Bu çalışmaların başarıya ulaşması kolay değil. Yıllardır benim gibi ve bizim kurumumuz gibi milyonlarca insan kötülüklere, haksızlıklara savaşlara karşı mücadele etmemize rağmen ne yazık ki dünyanın birçok ülkesinde halen insanlar öldürülüyor, işkence görüyor. Eşitsizlik ve insanın insanı sömürüsü sürüyor.
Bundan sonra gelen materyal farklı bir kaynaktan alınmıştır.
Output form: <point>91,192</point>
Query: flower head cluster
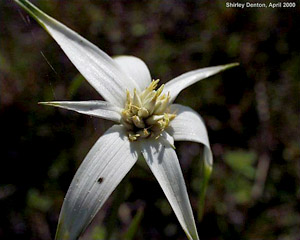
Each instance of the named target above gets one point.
<point>141,114</point>
<point>146,114</point>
Ne yazık ki dünyanın güzelliklerini hırslı politikacılar, uluslararası tekeller ve özellikle silah sanayine yatırım yapanlar bozuyor. Bunların çıkarları toplumların ve insanların sürekli birinin öbürüyle kavgalı olmasını gerektiriyor. Bunların para, kazanç, mülk, mevki, hâkim olma hırsı tüm dünyayı yok edecek bir aşamaya doğru götürüyor. Ancak her yöneticinin ve hatta her insanın unutmaması gereken bir temel ilke vardır. Çocuk ve gençlere yaklaşım milliyet, inanç ve sosyal gruplar perspektifi ile yaklaşılmaması gerektiğidir. Haksızlık duygusuna kapılan çocuk ve gençler elinde pimi çekilmiş bir el bombasıyla mayın tarlasında dolaşmasına benzer.